Solo describes her growth in dealing with these painfully difficult questions and comments. Well worth the read!Adoptive parents want to be recognized as real parents but they suspect they might not be.
That is the crux of it. No one gets that crazy when they’re 100% sure of something. Assuredness is a soft blanket; doubt is a bed of nails.
It made me think that in general “we” all find it easier somehow to compartmentalize things into neat little black and white boxes. People are all either good or bad. Liberal or conservative. Gay or straight. Things are healthy or unhealthy. Shades of gray, nuances, overlapping realities (this is true, but so is that) are far more difficult and require more explanation and understanding. But that’s how life is. It’s messy and its fuzzy and fluid, not so clearly defined as we’d somehow like it to be.
That's what I like so very much about the concept of dual parenting. It doesn't dichotomize or stratify or create a competition. It recognizes exactly what O Solo says:
It’s a shame the way real has been hijacked by both pro- and anti-adoption camps with an axe to grind. The word has no meaning when used in a contest of parenthood. Both of sets of parents are real; neither set is imaginary. Of course, amended birth certificates do not mirror that truth in any authentic way. They actually say that what is not real is, and that not defensible.
6 comments:
I don't think Osolo was thinking of dual parenting or co=parenting, but she can correct me if I am wrong:-)Every adoptee has two mothers and two fathers, and all are important to who the adoptee is and becomes. All are "real" in their own different ways. No need for "either/or in how the adoptee thinks about any of her parents.
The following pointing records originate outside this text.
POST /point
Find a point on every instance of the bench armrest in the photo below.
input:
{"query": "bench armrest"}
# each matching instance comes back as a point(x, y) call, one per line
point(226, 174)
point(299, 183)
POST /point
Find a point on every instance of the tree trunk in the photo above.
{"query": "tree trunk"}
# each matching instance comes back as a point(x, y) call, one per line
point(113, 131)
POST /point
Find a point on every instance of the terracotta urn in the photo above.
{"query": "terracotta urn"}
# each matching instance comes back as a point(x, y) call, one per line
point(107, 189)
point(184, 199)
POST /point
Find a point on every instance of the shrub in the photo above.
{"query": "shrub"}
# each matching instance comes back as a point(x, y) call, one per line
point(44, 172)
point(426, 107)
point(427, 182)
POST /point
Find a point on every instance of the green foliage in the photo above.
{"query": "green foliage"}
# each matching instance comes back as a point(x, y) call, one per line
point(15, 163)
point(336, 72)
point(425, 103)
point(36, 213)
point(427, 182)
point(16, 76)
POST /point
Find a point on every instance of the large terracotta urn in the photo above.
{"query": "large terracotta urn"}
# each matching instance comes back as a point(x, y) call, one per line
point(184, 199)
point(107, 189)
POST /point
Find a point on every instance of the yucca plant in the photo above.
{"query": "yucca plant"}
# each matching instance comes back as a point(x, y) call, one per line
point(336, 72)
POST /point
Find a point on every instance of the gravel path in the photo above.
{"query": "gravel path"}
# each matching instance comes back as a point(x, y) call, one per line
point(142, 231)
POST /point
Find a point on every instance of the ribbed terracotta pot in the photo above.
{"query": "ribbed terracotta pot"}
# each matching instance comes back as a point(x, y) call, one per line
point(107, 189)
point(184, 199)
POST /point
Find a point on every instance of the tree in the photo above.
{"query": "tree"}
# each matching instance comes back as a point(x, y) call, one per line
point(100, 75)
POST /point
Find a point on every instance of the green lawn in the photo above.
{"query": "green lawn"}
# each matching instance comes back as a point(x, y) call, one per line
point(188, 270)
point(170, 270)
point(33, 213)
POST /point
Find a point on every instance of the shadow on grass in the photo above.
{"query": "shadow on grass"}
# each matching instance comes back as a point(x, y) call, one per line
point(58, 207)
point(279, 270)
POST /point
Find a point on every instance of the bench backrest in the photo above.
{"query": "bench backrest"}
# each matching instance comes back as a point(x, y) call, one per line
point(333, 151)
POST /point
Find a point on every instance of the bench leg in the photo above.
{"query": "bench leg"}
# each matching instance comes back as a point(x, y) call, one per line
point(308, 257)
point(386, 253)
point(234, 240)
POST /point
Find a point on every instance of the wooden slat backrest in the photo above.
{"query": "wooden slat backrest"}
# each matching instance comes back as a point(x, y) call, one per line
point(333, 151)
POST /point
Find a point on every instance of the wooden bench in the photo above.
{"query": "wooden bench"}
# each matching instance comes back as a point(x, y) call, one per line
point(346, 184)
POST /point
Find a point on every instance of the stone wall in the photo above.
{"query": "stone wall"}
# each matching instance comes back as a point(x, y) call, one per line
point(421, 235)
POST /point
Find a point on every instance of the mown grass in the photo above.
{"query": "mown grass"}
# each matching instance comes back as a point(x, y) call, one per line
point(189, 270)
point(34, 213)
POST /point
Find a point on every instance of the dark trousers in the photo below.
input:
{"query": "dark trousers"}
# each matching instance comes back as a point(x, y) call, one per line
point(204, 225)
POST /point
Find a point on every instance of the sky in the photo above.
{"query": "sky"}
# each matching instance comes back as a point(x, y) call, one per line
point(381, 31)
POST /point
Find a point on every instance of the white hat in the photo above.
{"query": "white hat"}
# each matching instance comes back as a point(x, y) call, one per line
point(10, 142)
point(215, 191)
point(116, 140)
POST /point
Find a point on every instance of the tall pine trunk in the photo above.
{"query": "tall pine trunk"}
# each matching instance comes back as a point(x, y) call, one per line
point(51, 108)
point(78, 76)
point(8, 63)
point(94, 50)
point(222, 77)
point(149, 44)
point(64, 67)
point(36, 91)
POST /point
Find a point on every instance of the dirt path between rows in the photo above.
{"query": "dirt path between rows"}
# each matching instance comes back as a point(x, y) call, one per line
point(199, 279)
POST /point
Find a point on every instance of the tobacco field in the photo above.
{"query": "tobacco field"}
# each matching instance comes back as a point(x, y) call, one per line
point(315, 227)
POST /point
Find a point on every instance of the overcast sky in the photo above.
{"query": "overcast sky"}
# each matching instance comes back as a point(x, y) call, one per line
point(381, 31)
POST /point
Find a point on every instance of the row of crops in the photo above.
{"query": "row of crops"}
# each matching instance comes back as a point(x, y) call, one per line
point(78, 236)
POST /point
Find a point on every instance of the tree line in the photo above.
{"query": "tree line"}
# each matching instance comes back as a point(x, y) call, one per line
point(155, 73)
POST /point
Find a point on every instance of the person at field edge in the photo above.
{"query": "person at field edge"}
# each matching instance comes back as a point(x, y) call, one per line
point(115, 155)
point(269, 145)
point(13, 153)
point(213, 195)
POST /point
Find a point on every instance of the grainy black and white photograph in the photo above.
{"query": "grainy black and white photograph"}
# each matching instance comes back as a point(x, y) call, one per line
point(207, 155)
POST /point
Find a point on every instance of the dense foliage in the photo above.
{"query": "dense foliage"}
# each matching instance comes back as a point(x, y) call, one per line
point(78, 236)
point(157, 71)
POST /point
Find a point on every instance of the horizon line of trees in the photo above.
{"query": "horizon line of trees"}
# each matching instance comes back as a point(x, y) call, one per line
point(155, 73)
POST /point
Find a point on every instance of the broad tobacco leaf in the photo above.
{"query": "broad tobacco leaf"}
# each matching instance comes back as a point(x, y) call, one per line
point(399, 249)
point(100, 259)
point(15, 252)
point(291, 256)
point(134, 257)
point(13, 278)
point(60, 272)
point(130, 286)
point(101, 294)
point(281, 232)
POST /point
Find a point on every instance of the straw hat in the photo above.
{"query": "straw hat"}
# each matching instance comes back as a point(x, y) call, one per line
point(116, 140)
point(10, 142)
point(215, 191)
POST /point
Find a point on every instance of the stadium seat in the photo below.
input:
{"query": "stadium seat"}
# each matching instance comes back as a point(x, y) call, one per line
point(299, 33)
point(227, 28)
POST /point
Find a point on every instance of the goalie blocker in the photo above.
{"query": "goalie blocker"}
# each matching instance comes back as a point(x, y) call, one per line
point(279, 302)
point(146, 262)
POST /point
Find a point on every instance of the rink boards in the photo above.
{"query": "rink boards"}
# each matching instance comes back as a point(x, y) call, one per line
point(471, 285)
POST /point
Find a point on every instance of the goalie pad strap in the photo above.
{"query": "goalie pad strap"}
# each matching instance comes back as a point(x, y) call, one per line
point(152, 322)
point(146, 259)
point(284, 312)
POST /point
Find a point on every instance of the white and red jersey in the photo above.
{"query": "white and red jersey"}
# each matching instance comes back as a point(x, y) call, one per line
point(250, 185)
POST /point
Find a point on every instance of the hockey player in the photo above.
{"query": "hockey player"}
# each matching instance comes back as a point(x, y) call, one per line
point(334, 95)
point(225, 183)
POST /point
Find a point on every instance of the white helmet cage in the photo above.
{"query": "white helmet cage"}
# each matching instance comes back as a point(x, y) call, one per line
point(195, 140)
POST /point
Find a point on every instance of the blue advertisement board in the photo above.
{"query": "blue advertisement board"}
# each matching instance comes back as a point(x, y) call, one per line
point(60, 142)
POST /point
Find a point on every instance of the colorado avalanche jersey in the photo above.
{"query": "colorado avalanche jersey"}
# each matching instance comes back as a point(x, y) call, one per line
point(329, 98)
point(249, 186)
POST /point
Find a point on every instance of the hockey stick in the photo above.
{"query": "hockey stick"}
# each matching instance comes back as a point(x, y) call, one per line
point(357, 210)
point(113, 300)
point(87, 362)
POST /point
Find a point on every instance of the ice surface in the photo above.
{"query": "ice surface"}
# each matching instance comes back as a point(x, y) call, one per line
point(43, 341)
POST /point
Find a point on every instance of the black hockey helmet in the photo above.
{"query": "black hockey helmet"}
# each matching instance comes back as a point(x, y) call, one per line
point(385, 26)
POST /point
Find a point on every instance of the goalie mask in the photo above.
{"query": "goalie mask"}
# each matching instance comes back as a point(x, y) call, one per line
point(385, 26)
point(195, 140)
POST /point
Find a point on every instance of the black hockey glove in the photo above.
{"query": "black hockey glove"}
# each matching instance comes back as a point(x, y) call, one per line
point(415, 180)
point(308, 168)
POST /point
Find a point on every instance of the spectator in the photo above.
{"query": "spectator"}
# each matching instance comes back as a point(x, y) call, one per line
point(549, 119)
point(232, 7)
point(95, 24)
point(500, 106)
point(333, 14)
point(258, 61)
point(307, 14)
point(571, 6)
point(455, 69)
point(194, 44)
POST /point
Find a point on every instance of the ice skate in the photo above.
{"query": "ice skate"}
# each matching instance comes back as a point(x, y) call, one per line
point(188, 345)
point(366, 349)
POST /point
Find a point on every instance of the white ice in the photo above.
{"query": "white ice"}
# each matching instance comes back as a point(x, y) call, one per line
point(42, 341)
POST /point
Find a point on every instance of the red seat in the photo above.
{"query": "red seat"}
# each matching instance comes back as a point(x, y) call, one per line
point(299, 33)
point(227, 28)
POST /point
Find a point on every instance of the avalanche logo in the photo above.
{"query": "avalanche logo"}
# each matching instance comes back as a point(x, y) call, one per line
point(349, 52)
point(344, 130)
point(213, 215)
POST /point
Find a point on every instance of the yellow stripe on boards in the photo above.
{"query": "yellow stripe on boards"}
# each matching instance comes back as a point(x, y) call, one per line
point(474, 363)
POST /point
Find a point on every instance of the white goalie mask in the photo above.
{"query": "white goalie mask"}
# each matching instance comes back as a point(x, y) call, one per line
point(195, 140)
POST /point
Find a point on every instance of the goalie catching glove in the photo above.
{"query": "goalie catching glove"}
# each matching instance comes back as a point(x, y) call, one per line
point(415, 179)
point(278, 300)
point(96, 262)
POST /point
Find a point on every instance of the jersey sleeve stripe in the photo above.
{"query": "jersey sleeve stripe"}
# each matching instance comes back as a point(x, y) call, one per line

However, only the adoptive parents do the "parenting" or raising of the child, and need to have legal sole custody in most cases. Parents who are capable and willing to participate in co-parenting or shared parenting should be helped to raise their own child, not to surrender in the first place.
In cases of really necessary adoptions, the only kind there should be, the natural parents would not be able or willing to be parents to that child, and parenting is handed over to adoptive parents. Yes, the child should have access to information and to relatives where that is safe, as already exists in open adoption, but that is not shared parenting. Shared parenting implies that both adoptive parents and natural parents have equal parental rights during the child's minority, and are equally capable of responsible caring for the child. That is often not the case when adoption really is the better option given the circumstances.
I doubt that legal shared parenting would work in many cases. I do not see divorce law as a good model for adoption law. Saying that both adoptive and natural parents are real does not mean that they should have equal legal rights over a minor child.
The Quebec proposal as I had posted uses the term dul parenting nd would be best to change that langausge becaus eit will hit abrick wall for just the reaosns you havestated. It should simply be called :simple adopton. Adoption that doe snot eradicate the TRUTH of one's past or one's true, natural heritage, lineage, ancestry and kinship, but rther respects and ACCEPTSl a spart of who and what each and every human being is. We are not blank slates created by burture. We are enhanced 9hopefully) and some case diminished by our envronment, but our basic building blockd are in our genes.
I am reminded of the old poem that used to circulate called "Legacy" that speaks of the dual mother roles an adopted person experiences ands asking: Which are you a product of? Both my darling both.
I said real mother for years, only because it made my mother a real person. If I had a real mother then it confirmed my existence - I too came from a real person just like everyone else, even if I couldn't know her. My adoptive parents are real people, but they aren't the ones responsible for my conception and birth and who I am because of the generations of mothers and fathers before me. For me that's what's real about 'real parents.'
Thanks, Michelle. Well said.
Indeed each of us has a right to use language in
that is comfortable and 'right" for us.
It is sad that much adoption langauage - like adoption itself - is divisive and creates competitiveness and jalousies - and many of the terms we use or prefer to be used are reactions to our insecurties, our fears, or having been marginalized or evaporated. And yes, that too, is our right.
Mirah, thanks for the shoutout. Writing that post really took me back to my early days as an a-mom. Like to think that I've come, if not a long way, then some distance. It's interesting to hear adoptees' take on the word "real" too.
The uninformed public, not schooled in proper PC will almost always say "real" or "natural"..it just comes NATURALLY!
WE had to acquiesce to call ourselves birthmothers so as not to make aps feel unnatural...and that is unnatural IMO! We are now getting back to reality, IMO. No longer allowing fears and insecurities or social stigma guide us and our policies and language into secrets and pretense...the land of make believe which adoption has been for the past 40 years.
The whole process has grown and evolved, thank goodness. Sealed records was a very bad social experiment.